Klebsiella pneumoniae Bacteria

Caption: Colorized scanning-electron micrograph showing carbapenem-resistant Klebsiella pneumoniae interacting with a human white blood cell.
Credit: National Institute of Allergy and Infectious Diseases, NIH

Over the past year, the problem of antibiotic resistance has received considerable attention, with concerns being raised by scientists, clinicians, public health officials, and many others around the globe. These bacteria are found not only in hospitals, but in a wide range of community settings. In the United States alone, antibiotic-resistant bacteria cause roughly 2 million infections per year, and 23,000 deaths [1].
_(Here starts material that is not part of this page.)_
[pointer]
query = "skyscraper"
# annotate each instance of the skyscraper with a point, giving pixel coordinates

In light of such daunting statistics, the need for action at the highest levels is clear, as is demonstrated by an Executive Order issued today by the President. Fighting antibiotic resistance is both a public health and national security priority. The White House has joined together with leaders from government, academia, and public health to create a multi-pronged approach to combat antibiotic resistance. Two high-level reports released today—the White House’s National Strategy for Combating Antibiotic-Resistant Bacteria (CARB) and the complementary President’s Council of Advisors on Science and Technology (PCAST) Report to the President on Combating Antibiotic Resistance—outline a series of bold steps aimed at addressing this growing public health threat.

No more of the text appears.